Indeed, David’s time in the hallowed space of Cambridge’s Trinity College was one of the inspirations behind LOCKSS: “My rooms at Trinity were above the library, where century-old journals were sitting on the stacks for us to read. As an engineer I knew that keeping digital data for a century was going to be an extraordinarily difficult problem.”
A vision of continuity
Vicky describes the vision behind LOCKSS: “It was founded out of a desire to keep the tenets of academic librarianship. The LOCKSS technology implemented the purchase model, allowing libraries to use their rented access to the publisher's copy to create a copy with which they could provide their readers access to the content in the event that, for any reason, the publisher's copy was unavailable.” The technology used a peer-to-peer, decentralised network of small systems at libraries to make the extreme reliability needed for preservation affordable.
CLOCKSS, or Controlled LOCKSS, came about after a conversation between Vicky, David and Karen Hunter of Elsevier. A shared dark archive that runs on LOCKSS technology, CLOCKSS's content is now hosted on 12 servers around the world, at leading academic libraries, with robust infrastructure and security.
David continues: “Smaller academic publishers were happy with libraries using the purchase model for their electronic content, but the large publishers drove a switch to the rental model. We invented the idea of using a closed, centralised network to persuade publishers of all types to allow their content to be preserved in systems outside their exclusive control but with their involvement”.
Vicky adds: ‘It was absolutely the big publishers that were driving this forward, I have the utmost respect for them. The publishing community was on something of a high from the foundation of CrossRef, and there was a real sense of ‘Gosh, look at what we can do. We can do some real good here’ – and they did!”
Independence is key
If there was going to be a community-run preservation organisation, says Vicky, CLOCKSS was the best bet for all concerned: “Whereas Portico is owned by a single entity, LOCKSS is library-based.
“CLOCKSS moved forward because the large publishers were willing to lead.
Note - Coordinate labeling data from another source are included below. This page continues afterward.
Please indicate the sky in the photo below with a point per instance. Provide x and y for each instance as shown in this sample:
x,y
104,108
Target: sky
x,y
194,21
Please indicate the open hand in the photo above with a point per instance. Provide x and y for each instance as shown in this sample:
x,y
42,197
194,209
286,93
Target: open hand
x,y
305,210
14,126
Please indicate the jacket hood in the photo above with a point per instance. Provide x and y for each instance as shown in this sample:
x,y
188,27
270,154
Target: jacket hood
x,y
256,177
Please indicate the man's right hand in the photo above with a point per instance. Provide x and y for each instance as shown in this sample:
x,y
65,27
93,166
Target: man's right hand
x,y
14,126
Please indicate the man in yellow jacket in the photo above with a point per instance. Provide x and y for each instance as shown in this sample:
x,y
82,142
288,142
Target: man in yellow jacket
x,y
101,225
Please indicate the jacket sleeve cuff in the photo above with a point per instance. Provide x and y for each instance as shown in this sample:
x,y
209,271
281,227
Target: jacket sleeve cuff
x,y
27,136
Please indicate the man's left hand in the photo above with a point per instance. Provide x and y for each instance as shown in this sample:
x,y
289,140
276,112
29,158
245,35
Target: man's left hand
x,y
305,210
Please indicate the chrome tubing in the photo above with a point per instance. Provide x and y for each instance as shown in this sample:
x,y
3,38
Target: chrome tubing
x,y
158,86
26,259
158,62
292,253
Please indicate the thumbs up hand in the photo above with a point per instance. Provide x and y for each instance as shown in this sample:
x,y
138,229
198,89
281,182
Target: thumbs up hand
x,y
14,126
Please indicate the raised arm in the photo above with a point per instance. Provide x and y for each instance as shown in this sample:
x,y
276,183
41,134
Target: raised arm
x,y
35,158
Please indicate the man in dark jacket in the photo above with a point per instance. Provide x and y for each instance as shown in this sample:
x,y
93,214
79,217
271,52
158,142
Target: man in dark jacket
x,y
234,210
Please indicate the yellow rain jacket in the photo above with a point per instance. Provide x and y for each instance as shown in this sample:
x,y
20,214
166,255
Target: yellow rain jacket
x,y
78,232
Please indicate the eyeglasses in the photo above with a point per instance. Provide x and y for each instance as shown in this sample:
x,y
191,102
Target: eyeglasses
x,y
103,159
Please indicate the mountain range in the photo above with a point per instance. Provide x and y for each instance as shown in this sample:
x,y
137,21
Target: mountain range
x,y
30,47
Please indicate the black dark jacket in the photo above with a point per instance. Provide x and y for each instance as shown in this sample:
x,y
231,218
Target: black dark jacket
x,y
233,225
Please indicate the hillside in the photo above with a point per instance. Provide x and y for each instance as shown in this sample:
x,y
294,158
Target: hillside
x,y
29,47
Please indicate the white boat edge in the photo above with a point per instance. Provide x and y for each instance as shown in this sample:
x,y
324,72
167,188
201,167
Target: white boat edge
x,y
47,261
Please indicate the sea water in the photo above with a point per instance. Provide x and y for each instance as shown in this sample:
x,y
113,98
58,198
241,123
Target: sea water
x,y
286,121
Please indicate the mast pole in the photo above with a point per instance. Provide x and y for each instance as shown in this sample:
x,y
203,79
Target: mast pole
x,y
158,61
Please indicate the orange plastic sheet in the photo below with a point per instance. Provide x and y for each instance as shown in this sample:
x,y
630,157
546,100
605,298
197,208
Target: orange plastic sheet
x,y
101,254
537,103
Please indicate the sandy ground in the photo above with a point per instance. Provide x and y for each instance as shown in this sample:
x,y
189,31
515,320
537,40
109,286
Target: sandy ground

An early achievement was to bring on board an extremely strong and engaged board of directors, with Gordon Tibbitts and Michael Keller as Co-chairs. The library node model gave CLOCKSSS access to new markets such as Australia and Japan. They were exciting times.”
In 2016, the LOCKSS Program was formally integrated into Stanford Libraries Digital Library Systems and Services group, at which time Vicky and David stepped away from active management and handed over responsibility to Nicholas Taylor. The program has clearly stood the test of time; 25 years on more than 9,000 e-journals from over 500 publishers are now committed to the LOCKSS initiative, along with these and dissertations, US government documents, newspapers, photograph collections, and audio-visual collections.
Since their retirement, the couple have spent time travelling, blogging – and spending time with their three grandchildren, who live close by in California. “We end up doing whatever the kids are interested in,” Vicky laughs. This summer they are planning a trip to the UK with the rest of the family, where they will visit David’s oldest friends in Cambridge – one he has known since the age of 11, and the other his Trinity College roommate.